Partial Optimal Transport

Updated 14 December 2025

Partial Optimal Transport is a framework that generalizes classical optimal transport by allowing only a prescribed mass to be transported under relaxed marginal constraints.
It employs methodologies such as linear programming and entropic regularization (Sinkhorn scaling) to efficiently solve the mass-constrained optimization problems.
Applications span domain adaptation, clustering under imbalance, and scientific feature tracking, offering robust solutions in machine learning and computer vision.

Partial Optimal Transport (POT) extends classical optimal transport by permitting only a prescribed mass fraction to be transported, under marginal constraints that allow for surplus or deficit. This framework generalizes balanced OT and unbalanced OT, enabling flexible matching between distributions of unequal mass. POT is now a core tool in mathematical analysis, computational optimal transport, machine learning, computer vision, and statistics, with broad applications including domain adaptation, shape and color matching, clustering under imbalance, and scientific feature tracking. The field encompasses two-marginal, multi-marginal, and generalized settings, with algorithms spanning linear programming, scaling methods, and first-order convex optimization.

1. Mathematical Formulation: Primal, Dual, and Variants

In the two-marginal case, given nonnegative measures $\mu$ and $\nu$ on a ground space $\Omega$ and a transported mass $0 \leq m \leq \min\{\mu(\Omega), \nu(\Omega)\}$ , the primal Kantorovich problem for POT seeks a coupling $\gamma$ on $\Omega \times \Omega$ satisfying

$\begin{aligned} &\min_{\gamma \geq 0} \int_{\Omega \times \Omega} c(x, y) \, d\gamma(x, y) \ &\text{subject to } \gamma(\Omega \times \Omega) = m, \;\; \gamma_1 \leq \mu, \;\; \gamma_2 \leq \nu, \end{aligned}$

where $\gamma_1, \gamma_2$ are marginals and $c$ is a ground cost (Bai et al., 2022). In the discrete case, this involves searching for a matrix $T \in \mathbb{R}_+^{n \times m}$ with $T 1_m \leq \mu$ , $T^\top 1_n \leq \nu$ , and $1_n^\top T 1_m = m$ (Chapel et al., 2020).

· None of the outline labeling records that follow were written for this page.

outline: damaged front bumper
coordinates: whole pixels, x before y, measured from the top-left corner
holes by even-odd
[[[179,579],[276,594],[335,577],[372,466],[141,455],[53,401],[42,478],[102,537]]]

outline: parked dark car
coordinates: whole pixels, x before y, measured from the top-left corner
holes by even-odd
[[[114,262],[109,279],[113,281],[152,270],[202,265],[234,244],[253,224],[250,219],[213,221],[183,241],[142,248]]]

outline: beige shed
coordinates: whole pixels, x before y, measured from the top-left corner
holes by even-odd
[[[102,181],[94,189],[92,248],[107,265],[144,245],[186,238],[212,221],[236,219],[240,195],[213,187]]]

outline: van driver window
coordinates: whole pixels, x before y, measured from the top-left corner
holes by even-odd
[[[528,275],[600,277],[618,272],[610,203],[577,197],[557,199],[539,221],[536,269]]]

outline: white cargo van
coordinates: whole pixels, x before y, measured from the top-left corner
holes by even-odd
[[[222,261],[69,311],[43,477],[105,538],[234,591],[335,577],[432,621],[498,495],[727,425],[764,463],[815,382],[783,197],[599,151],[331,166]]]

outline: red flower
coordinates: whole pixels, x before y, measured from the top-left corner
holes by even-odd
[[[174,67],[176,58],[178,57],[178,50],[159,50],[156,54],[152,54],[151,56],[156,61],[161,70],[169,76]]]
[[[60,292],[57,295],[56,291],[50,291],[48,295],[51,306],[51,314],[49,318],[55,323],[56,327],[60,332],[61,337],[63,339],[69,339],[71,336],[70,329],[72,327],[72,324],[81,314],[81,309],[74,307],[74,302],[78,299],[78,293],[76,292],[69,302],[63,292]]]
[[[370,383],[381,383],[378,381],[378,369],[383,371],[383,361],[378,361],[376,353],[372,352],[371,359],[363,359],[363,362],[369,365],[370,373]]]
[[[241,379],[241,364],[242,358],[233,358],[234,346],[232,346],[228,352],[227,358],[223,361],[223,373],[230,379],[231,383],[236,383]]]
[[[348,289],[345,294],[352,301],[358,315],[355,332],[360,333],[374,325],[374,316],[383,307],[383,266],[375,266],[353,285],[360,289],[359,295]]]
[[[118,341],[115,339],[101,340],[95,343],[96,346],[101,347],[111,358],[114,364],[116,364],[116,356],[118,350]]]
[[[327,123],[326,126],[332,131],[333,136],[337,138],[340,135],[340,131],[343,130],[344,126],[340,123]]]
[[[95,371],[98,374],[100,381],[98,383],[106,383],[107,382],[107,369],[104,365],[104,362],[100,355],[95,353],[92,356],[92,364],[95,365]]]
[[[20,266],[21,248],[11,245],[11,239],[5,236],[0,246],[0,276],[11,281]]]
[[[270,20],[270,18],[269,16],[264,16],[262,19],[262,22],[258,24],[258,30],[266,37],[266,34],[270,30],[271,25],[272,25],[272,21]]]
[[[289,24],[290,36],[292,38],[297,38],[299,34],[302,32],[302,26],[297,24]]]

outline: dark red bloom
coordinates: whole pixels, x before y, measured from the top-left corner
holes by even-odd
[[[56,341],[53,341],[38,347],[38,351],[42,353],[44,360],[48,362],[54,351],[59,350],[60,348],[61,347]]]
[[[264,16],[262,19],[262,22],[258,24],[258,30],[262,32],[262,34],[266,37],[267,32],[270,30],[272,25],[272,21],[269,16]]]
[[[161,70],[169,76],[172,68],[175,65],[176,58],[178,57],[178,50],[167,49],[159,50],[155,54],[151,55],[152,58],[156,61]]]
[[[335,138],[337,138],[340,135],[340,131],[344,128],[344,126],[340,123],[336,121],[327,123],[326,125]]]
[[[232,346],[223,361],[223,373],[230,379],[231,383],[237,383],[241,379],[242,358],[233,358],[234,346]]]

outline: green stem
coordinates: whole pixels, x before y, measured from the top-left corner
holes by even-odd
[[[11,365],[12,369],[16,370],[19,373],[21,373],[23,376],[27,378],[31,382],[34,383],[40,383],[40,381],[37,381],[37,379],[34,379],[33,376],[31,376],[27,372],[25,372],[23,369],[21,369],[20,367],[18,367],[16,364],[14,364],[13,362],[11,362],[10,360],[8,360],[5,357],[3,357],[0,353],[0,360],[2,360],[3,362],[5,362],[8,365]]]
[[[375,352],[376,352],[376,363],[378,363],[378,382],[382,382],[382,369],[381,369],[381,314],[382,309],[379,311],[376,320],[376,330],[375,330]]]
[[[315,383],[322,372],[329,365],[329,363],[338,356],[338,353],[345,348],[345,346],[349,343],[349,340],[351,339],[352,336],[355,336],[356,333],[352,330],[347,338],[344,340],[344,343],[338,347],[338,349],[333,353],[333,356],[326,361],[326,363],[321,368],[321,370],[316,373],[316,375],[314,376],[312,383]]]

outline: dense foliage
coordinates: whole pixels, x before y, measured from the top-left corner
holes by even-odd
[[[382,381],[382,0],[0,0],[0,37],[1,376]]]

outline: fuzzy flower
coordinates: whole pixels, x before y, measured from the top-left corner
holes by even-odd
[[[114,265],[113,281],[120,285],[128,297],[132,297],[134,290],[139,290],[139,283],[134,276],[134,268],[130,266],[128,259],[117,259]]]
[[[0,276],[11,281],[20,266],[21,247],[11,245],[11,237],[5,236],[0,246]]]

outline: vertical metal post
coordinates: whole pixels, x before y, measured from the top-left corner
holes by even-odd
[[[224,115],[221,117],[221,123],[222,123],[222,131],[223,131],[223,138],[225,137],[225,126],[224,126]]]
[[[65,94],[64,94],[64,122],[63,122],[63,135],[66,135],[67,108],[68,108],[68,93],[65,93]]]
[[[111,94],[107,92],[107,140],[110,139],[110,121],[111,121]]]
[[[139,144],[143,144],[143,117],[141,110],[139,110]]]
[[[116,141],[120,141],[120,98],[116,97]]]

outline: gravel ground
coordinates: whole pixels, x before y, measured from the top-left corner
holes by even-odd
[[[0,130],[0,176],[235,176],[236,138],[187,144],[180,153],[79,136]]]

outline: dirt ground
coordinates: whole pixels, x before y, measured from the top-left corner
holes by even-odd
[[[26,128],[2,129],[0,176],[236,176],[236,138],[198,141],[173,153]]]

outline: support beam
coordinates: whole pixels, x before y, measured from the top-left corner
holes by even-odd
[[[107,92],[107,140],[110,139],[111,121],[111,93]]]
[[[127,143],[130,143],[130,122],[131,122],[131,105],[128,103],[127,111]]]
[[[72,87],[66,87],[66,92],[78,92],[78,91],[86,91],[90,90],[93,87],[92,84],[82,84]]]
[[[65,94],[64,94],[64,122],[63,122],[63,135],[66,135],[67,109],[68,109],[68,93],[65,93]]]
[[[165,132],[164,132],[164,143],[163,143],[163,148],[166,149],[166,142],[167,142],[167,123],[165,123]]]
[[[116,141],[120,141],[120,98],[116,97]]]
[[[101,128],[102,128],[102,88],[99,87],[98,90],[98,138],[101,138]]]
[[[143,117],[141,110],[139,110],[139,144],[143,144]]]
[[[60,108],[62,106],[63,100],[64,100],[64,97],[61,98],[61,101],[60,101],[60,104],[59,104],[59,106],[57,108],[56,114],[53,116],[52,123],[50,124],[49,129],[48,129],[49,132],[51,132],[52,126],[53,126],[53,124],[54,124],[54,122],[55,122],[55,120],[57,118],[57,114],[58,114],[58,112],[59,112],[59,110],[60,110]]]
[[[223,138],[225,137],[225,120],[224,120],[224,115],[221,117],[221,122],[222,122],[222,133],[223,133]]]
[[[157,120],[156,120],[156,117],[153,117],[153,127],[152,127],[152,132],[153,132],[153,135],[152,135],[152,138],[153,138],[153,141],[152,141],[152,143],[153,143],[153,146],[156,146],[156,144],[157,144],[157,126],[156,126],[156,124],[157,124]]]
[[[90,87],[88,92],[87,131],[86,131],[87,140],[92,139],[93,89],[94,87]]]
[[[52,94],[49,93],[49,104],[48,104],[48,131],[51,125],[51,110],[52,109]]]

In unbalanced and generalized settings, mass destruction and creation penalties appear: $\inf_\gamma \left[ \int c \, d\gamma + \lambda_1 D_1(\gamma_1, \mu) + \lambda_2 D_2(\gamma_2, \nu) \right],$ where $D_1, D_2$ may be total variation, Kullback–Leibler, or other divergence functionals (Bai, 9 Jul 2024). Generalized optimal partial transport (GOPT) covers this setting.

Multi-marginal POT involves $N \geq 2$ measures $\mu_j$ and searches for a coupling $\sigma$ on $\Omega^N$ with total mass $m$ and dominated marginals $\pi_j{}_\# \sigma \leq \mu_j$ (Kitagawa et al., 2014, Le et al., 2021). A sharp uniqueness condition for multi-marginal problems requires $M(\bar\mu) \leq m$ with $\bar\mu = \min_j \frac{d\mu_j}{dx} dx$ .

Duality for POT involves variables clipped by the penalty parameter $\lambda$ : $\max_{\phi, \psi} \sum_{i=1}^n \min\{\phi_i, \lambda\} + \sum_{j=1}^m \min\{\psi_j, \lambda\},$ subject to $\phi_i + \psi_j \leq c(x_i, y_j)$ (Bai et al., 2022).

2. Computational Methods and Algorithmic Complexity

Linear programming formulations discretize the domain and solve sparse LPs with inequality constraints and a total mass equality (Oberman et al., 2015). Efficient grid refinement and support growth yield near-linear scaling, and barycentric projections recover approximate maps.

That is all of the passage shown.